People who are physically active and have posture that supports their abdominal and pelvic contents, and who eat in a healthy way will not be setting themselves up for heart disease, stroke and diabetes. These are the diseases that fill our public hospital beds, and cost our countries big bucks because the ongoing health costs are high for these patients. They are not diseases that go away. They just make the person sicker and sicker over a number of years, and chew up the health dollar.
Waist measurement is a very blunt instrument. You cannot tell me that a tall woman with an apple shaped body, who eats well, doesn't smoke, and exercises regularly, who has never had much of a waist, is an equal risk to the petite, slightly overweight smoker, who plays the Pokies all day, and eats junk food, even though their waist measurements may both be over the recommended maximum.
There is a lot more to it than waist measurement.
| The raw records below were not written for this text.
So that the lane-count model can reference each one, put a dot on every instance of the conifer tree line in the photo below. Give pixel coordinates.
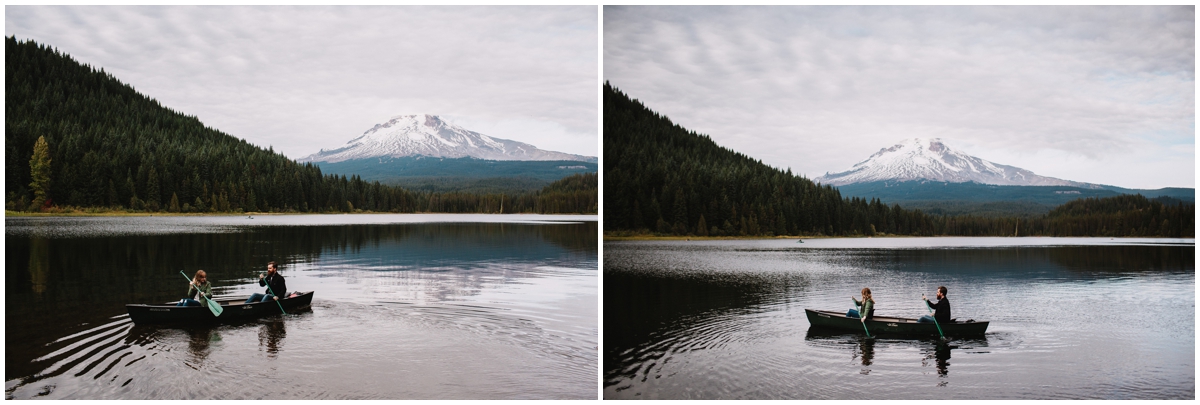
(666, 180)
(106, 145)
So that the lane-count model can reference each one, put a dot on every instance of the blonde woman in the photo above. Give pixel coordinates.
(867, 304)
(198, 291)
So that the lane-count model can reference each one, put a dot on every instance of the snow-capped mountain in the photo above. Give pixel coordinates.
(931, 159)
(430, 135)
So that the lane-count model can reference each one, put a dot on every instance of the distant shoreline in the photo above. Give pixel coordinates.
(118, 213)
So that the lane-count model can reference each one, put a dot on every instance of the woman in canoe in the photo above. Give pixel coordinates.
(198, 291)
(867, 304)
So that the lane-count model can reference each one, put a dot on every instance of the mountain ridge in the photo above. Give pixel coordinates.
(425, 134)
(929, 158)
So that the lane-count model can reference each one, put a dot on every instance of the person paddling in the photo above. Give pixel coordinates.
(941, 308)
(198, 291)
(274, 283)
(867, 304)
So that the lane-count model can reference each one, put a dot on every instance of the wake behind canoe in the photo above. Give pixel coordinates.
(891, 325)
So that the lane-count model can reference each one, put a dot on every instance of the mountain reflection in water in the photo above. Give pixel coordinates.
(438, 309)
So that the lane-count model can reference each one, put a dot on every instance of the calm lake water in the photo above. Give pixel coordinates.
(1071, 319)
(406, 307)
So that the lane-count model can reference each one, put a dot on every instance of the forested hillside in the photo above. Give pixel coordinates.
(109, 146)
(663, 179)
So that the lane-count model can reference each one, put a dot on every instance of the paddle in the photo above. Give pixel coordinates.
(213, 304)
(276, 301)
(935, 319)
(862, 318)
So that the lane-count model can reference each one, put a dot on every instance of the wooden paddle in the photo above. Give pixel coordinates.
(213, 304)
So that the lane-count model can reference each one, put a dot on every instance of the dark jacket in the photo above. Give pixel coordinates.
(204, 291)
(276, 283)
(941, 309)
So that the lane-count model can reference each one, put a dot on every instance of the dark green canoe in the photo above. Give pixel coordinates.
(232, 309)
(892, 326)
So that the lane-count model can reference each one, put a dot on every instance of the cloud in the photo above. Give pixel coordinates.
(305, 78)
(819, 89)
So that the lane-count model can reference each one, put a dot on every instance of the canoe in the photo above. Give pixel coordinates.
(892, 326)
(231, 309)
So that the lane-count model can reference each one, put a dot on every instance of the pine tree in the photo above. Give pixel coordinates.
(40, 170)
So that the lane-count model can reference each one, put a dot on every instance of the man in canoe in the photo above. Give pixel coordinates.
(274, 283)
(198, 291)
(941, 308)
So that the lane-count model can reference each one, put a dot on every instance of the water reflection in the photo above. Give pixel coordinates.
(270, 337)
(681, 315)
(867, 352)
(941, 357)
(520, 298)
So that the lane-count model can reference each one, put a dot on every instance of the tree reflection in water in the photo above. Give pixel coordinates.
(867, 352)
(271, 336)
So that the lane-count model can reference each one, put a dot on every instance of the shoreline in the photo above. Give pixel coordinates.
(119, 213)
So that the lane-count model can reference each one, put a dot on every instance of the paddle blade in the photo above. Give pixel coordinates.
(215, 307)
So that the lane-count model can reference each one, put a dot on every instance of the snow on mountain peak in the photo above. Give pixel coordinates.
(426, 134)
(929, 158)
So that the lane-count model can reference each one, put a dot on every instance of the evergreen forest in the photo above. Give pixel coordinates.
(77, 137)
(663, 179)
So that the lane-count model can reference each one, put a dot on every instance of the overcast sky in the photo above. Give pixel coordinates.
(1103, 95)
(305, 78)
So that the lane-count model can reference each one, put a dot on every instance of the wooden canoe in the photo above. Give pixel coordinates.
(232, 309)
(892, 326)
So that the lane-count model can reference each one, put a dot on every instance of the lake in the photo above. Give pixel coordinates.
(406, 307)
(1071, 319)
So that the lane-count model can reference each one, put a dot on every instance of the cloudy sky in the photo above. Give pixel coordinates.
(1103, 95)
(305, 78)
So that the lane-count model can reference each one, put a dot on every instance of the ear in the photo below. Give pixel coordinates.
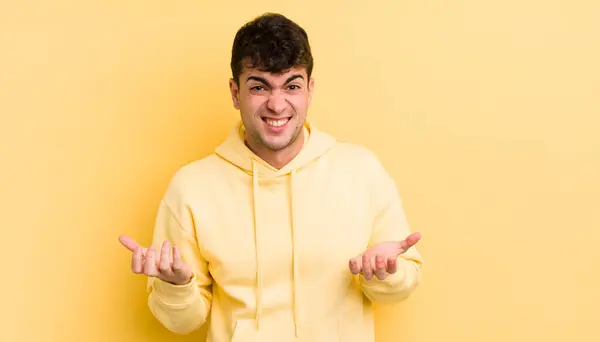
(235, 93)
(311, 87)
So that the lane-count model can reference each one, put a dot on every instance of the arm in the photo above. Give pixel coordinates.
(390, 224)
(180, 308)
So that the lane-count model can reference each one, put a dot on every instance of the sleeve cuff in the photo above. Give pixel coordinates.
(172, 294)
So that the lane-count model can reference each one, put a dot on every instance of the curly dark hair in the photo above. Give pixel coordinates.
(270, 43)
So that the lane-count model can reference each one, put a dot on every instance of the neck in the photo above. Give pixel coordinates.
(277, 159)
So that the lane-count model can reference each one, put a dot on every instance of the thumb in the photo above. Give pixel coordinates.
(128, 242)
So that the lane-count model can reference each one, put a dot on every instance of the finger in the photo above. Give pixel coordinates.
(392, 266)
(181, 269)
(150, 263)
(178, 265)
(366, 268)
(136, 260)
(354, 266)
(165, 259)
(128, 242)
(410, 241)
(380, 267)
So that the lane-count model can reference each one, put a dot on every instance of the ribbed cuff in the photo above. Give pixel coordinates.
(175, 294)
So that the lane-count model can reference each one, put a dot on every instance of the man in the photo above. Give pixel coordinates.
(283, 231)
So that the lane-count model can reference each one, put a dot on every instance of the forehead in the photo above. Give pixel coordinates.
(275, 78)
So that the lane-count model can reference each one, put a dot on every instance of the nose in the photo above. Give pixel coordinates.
(276, 102)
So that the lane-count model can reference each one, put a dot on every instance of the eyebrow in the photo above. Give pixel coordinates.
(264, 81)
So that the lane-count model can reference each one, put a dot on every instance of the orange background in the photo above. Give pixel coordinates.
(487, 113)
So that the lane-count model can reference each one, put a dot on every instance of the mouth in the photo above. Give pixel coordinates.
(276, 124)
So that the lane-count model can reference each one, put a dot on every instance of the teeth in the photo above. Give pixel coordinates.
(277, 123)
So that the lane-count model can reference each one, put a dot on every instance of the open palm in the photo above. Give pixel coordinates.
(381, 259)
(166, 265)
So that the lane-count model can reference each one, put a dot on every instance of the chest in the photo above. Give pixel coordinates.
(324, 219)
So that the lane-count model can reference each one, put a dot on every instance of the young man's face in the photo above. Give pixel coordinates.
(273, 106)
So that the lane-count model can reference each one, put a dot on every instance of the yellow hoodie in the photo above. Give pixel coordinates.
(270, 248)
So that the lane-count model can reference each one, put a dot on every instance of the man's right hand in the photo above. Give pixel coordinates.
(166, 266)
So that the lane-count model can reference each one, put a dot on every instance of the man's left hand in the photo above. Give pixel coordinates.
(380, 260)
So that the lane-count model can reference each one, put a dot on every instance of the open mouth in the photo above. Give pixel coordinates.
(276, 122)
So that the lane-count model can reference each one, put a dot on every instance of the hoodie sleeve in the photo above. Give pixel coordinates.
(390, 224)
(180, 308)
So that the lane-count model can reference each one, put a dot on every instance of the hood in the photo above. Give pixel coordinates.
(235, 151)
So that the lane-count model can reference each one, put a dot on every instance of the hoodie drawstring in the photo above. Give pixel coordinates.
(259, 286)
(259, 272)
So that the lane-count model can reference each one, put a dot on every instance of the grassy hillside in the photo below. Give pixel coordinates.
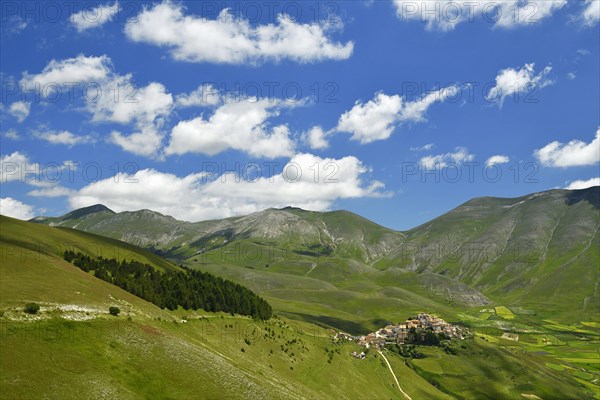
(74, 349)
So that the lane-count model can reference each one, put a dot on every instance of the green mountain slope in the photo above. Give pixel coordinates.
(343, 233)
(538, 251)
(74, 349)
(542, 249)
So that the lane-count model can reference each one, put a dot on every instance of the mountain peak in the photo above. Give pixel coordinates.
(82, 212)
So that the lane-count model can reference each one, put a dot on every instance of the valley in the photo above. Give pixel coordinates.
(519, 274)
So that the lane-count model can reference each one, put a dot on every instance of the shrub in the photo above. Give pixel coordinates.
(32, 308)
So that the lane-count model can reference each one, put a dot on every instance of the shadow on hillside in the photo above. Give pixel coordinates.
(591, 195)
(328, 322)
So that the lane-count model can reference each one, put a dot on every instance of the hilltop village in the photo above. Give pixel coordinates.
(413, 330)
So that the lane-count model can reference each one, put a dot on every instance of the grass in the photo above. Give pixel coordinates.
(156, 355)
(504, 312)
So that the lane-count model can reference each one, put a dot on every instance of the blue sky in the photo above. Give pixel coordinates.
(398, 111)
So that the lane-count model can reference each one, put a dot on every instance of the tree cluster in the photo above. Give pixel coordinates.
(169, 289)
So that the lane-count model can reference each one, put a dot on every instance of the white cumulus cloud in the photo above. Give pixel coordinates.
(591, 13)
(204, 95)
(316, 138)
(238, 125)
(512, 81)
(377, 118)
(94, 17)
(497, 159)
(15, 209)
(63, 137)
(111, 98)
(583, 184)
(76, 70)
(232, 40)
(445, 15)
(306, 181)
(20, 110)
(459, 156)
(572, 154)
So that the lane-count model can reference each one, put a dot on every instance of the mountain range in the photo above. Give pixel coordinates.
(536, 250)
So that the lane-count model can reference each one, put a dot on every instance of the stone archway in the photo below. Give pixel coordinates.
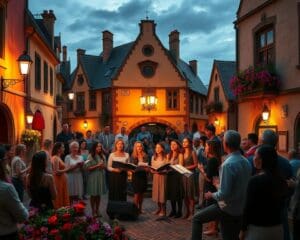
(153, 120)
(7, 125)
(297, 134)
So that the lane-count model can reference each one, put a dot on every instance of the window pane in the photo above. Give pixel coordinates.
(270, 37)
(262, 40)
(270, 55)
(2, 30)
(261, 58)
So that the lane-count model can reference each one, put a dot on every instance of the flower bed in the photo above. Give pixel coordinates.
(68, 223)
(253, 80)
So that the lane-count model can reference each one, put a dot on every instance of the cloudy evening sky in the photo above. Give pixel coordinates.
(205, 26)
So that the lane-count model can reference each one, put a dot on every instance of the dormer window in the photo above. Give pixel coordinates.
(265, 46)
(148, 50)
(80, 80)
(148, 68)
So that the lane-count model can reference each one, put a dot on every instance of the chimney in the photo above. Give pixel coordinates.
(107, 43)
(174, 44)
(64, 53)
(193, 65)
(147, 26)
(48, 21)
(80, 52)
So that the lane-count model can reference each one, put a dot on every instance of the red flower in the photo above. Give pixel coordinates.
(118, 230)
(79, 208)
(67, 227)
(52, 220)
(66, 217)
(53, 232)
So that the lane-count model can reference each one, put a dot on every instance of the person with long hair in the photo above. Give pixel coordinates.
(265, 199)
(117, 190)
(175, 192)
(19, 170)
(74, 162)
(12, 210)
(40, 185)
(190, 162)
(84, 152)
(139, 176)
(8, 157)
(210, 172)
(60, 177)
(95, 165)
(159, 158)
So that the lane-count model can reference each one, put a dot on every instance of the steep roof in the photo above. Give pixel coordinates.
(100, 74)
(226, 70)
(41, 30)
(194, 82)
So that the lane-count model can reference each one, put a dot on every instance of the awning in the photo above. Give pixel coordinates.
(38, 122)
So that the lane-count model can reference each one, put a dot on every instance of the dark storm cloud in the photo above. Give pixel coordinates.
(202, 25)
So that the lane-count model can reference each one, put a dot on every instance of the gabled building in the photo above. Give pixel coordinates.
(46, 77)
(221, 103)
(12, 45)
(108, 88)
(266, 42)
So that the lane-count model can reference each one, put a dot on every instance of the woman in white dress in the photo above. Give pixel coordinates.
(117, 177)
(74, 162)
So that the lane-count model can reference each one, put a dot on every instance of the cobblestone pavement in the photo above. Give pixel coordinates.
(148, 228)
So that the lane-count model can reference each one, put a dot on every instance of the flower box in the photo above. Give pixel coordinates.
(255, 81)
(68, 223)
(214, 107)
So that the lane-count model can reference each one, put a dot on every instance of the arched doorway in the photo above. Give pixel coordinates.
(297, 134)
(7, 125)
(157, 130)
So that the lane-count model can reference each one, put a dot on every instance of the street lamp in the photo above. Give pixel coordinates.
(29, 117)
(24, 61)
(85, 124)
(148, 102)
(71, 95)
(265, 113)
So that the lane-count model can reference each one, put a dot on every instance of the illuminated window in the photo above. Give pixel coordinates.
(46, 83)
(37, 72)
(2, 29)
(93, 101)
(265, 46)
(172, 99)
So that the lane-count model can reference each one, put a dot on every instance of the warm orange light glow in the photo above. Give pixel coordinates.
(148, 102)
(85, 124)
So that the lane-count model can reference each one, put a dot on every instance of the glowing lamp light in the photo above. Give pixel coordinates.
(71, 95)
(217, 122)
(148, 102)
(29, 118)
(85, 124)
(24, 63)
(265, 113)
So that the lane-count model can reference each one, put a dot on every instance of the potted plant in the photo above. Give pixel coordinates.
(68, 223)
(255, 79)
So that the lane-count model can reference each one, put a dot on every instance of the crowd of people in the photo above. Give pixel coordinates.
(241, 187)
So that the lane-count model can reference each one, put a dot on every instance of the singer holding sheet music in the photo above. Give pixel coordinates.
(175, 192)
(159, 179)
(139, 176)
(117, 177)
(190, 162)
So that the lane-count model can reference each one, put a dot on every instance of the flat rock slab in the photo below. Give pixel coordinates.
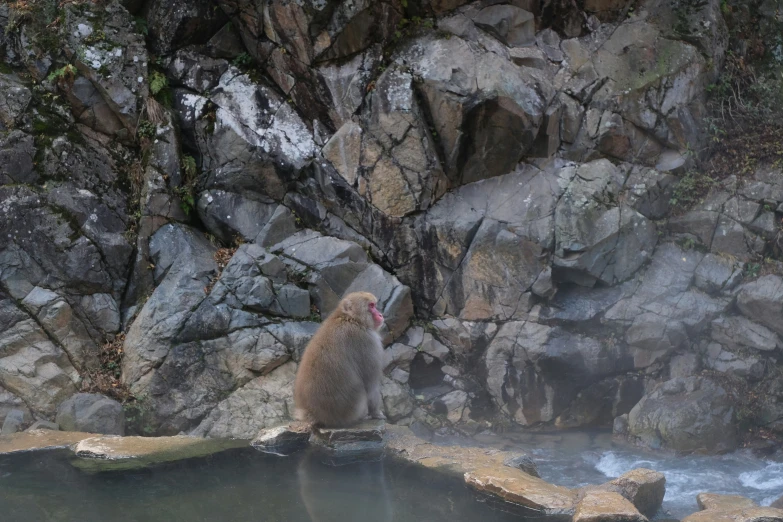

Waist measurement is just one of the statistical flags that comes up when measuring a person's disease risk.
I think you will find that all the weight loss people agree these days that you really cannot prescribe what part of the body will lose fat, other than by exercising the bits that are not as strong as they could be. Once you firm up the floppy bits by exercising them the whole body has experienced health benefits, and a different, stronger body will emerge.
Do some people watching next time you are waiting for a bus, or have half an hour to kill. Observe the enormous variation there is between individuals. There is no doubt that skinnier is more healthy than fatter at the extreme ends of the spectrum, but there are so many different shapes of people.
We tend to one or other of the three basic body shapes. If you tend towards endomorph (apple-shaped), you will always have a higher waist measurement for you height than an ectomorph (bean-pole shape) or mesomorph (pear-shaped) person.
What are you? See http://www.facebook.com/note.php?note_id=353693871456
I think the really easy answer to the question about how to lose fat around the waist without losing it in the face might be to exercise everything below the chin. ;-)
Oh yeah, and don't read too much into the specific 'shoulds' and 'should nots' that we read every day. They just lead to guilt, which is about the most powerfullly destructive emotion conjurable. Just use your commonsense.